Shuttering of algorithm-based jeans company is a cautionary tale for Portland makers.
Crystal Beasley, a veteran Mozilla product developer, had two ideas when she launched her apparel company QCut in 2014: give women jeans in 400 sizes rather than the measly 10 to 20 sizes most brands carry, and overhaul an apparel manufacturing industry that is geared to fast fashion and offshore production and immune to technological innovation.
Beasley succeeded, at least partially, in her first goal. QCut garnered massive media love, easily surpassed its $75,000 initial Kickstarter funding goal and had 728 backers, most of whom were women eager to receive a pair of the celebrated near-custom jeans.
But Beasley ran into the tribulations of new, non-technology entrepreneurs who want to move beyond ‘maker’ status — that is, a weak funding environment and little existing infrastructure support.

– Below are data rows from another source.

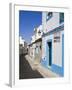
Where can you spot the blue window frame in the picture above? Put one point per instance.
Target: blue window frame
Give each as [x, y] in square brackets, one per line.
[61, 17]
[49, 15]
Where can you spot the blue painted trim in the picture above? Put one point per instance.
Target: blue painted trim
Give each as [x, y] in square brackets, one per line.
[63, 53]
[50, 40]
[57, 69]
[57, 29]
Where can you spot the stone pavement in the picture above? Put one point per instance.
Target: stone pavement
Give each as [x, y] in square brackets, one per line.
[43, 71]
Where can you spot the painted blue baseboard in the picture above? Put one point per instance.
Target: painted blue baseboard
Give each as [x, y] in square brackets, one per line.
[44, 63]
[57, 69]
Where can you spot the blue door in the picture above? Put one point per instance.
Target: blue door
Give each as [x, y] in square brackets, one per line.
[63, 53]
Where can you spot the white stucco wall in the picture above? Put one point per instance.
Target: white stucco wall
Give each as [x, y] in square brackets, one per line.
[52, 23]
[56, 49]
[21, 41]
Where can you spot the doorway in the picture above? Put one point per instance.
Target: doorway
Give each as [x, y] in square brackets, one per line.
[50, 53]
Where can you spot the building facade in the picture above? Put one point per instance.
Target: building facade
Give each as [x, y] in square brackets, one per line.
[53, 42]
[35, 47]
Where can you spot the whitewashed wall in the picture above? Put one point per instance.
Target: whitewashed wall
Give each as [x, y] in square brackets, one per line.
[52, 23]
[56, 49]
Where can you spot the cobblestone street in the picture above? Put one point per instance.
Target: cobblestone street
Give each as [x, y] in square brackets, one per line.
[25, 70]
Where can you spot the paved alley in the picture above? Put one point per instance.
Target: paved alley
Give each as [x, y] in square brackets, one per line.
[25, 70]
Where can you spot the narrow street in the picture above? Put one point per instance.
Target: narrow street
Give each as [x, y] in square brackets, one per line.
[25, 70]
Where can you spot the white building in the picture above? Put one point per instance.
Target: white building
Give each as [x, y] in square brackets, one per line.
[21, 41]
[53, 41]
[36, 42]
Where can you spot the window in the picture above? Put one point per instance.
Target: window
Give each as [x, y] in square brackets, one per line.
[49, 15]
[61, 17]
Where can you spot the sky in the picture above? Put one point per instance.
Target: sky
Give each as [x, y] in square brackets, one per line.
[27, 21]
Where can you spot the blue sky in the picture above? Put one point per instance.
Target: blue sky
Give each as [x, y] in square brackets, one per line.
[27, 21]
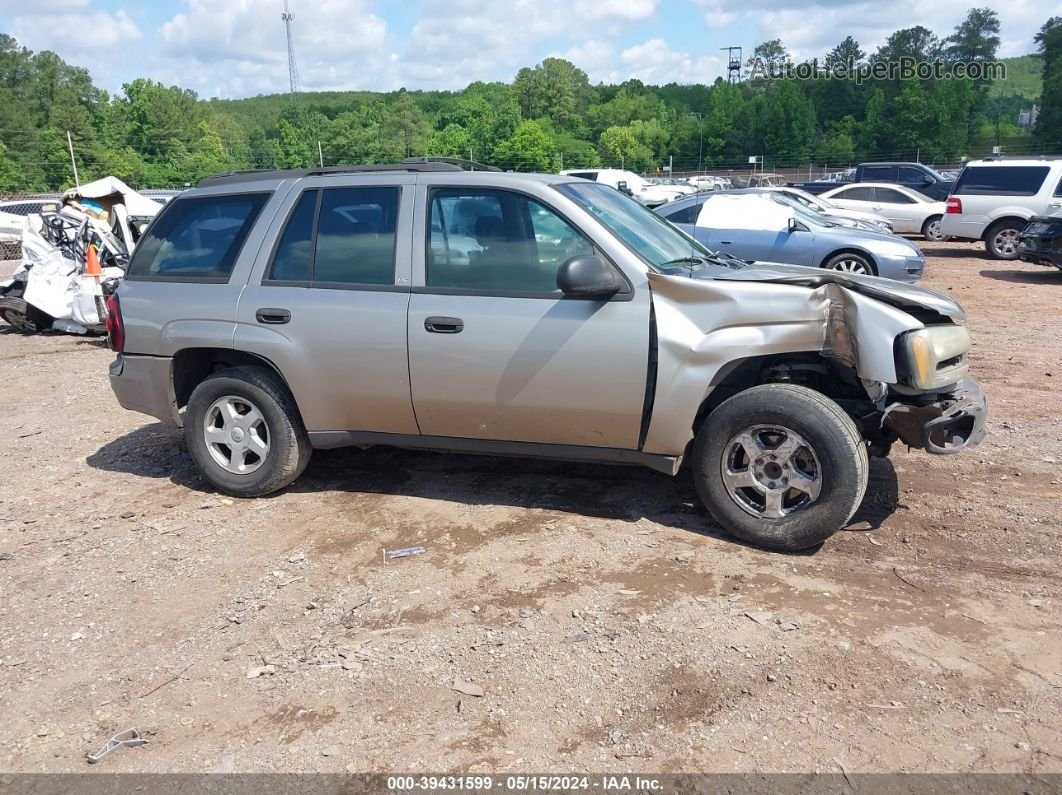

Last week, QCut had to close its Southwest Portland pop-up jeans fitting shop, and Beasley will notify her outstanding Kickstarter customers today that company operations will cease due to lack of funding.
“I’ve got a classic problem,” Beasley said. “The costs at the scale I’m at are so much more than the costs for the pair of jeans you can go down to the mall and get.”
Beasley was direct selling QCut jeans for $235 with a many-weeks turnaround time.
The company’s unique solution to the jeans-fitting problem so many women — and men — face is a proprietary sizing algorithm developed by Gerald Ruderman, formerly a QCut partner.
The algorithm allows a jeans-loving customer to input height, weight, shoe size, bra size, along with the size and brand name of their most-treasured pair of existing jeans, to create a custom product without the requirement for an in-person meeting.
Instead, QCut mailed trial jeans to customers based on the algorithm’s recommendation. Customers opened their jeans and lived happily ever after or sent them back for additional adjustment or cuff hemming.
Beasley’s Kickstarter earnings allowed her to get operations going, including working with different Los Angeles-based manufacturers to sew the finished jeans, which are all made from a dark, Italian-made denim.
Because every jean is basically different, especially once a customer has pinned for cuff length they want, finding manufacturing partners has been trying, Beasley said.
“Manufacturers weren’t dialing in the type of quality tolerances we wanted – we’ve had to do a lot of troubleshooting.”
Beasley longed to set up or encourage local lean manufacturing with QCut as a primary customer, and was looking to find roughly US $2 million to push that idea forward, but the dream foundered when she failed to get capital investors.
“Nobody in the Portland funding scene was willing to make that kind of investment,” she said.
That doesn’t surprise Jasmine Agnor, marketing communications manager at the Oregon Manufacturing Extension Partnership based in Portland.
“Portland is just starting to address the needs of apparel makers,” Agnor said, “but it’s definitely more difficult to build a physical product, with multiple supply chains than it is, to say, create a piece of software.”
Investor bias toward tech startups and the paucity of a ‘business ecosystem’ for apparel and fashion entrepreneurs are reasons Dawn Moothart founded the Portland Apparel Lab (PAL), a maker’s space and business accelerator in 2014.
PAL has languished in the past year, and Moothart is getting ready to put up its own Kickstarter this weekend for a new collaborative workspace in partnership with the city’s fabrication lab ADX.
PAL at ADX, as Moothart says the new space will be called, will focus on early-stage companies at a smaller size than QCut. But she said going from startup to a medium-sized, mature business is also challenging.
“It’s true that it’s difficult for middle-stage business to go to the next level. There’s a hump there, and fundraising is tough if you are in apparel/fashion,” she said.
Moothart especially mourns the loss of QCut, as she had just returned her own QCut custom jeans due to a stretching issue, and now wonders if she’ll get to receive a finished pair.
“When I first put on the jeans it was ‘Oh my god, there’s no gap in the back,’” she said. “They just fit well everywhere.”
All four of the employees at the QCut pop-up were laid off on Friday, and Beasley said Thursday would likely result in the worst-case scenario for her and partner Karen Ertmann (former CEO of Animation Dynamics): having to lay off the rest of the small staff.
Beasley said her next step is to try to sell the QCut algorithm and production system to an established apparel or manufacturing company.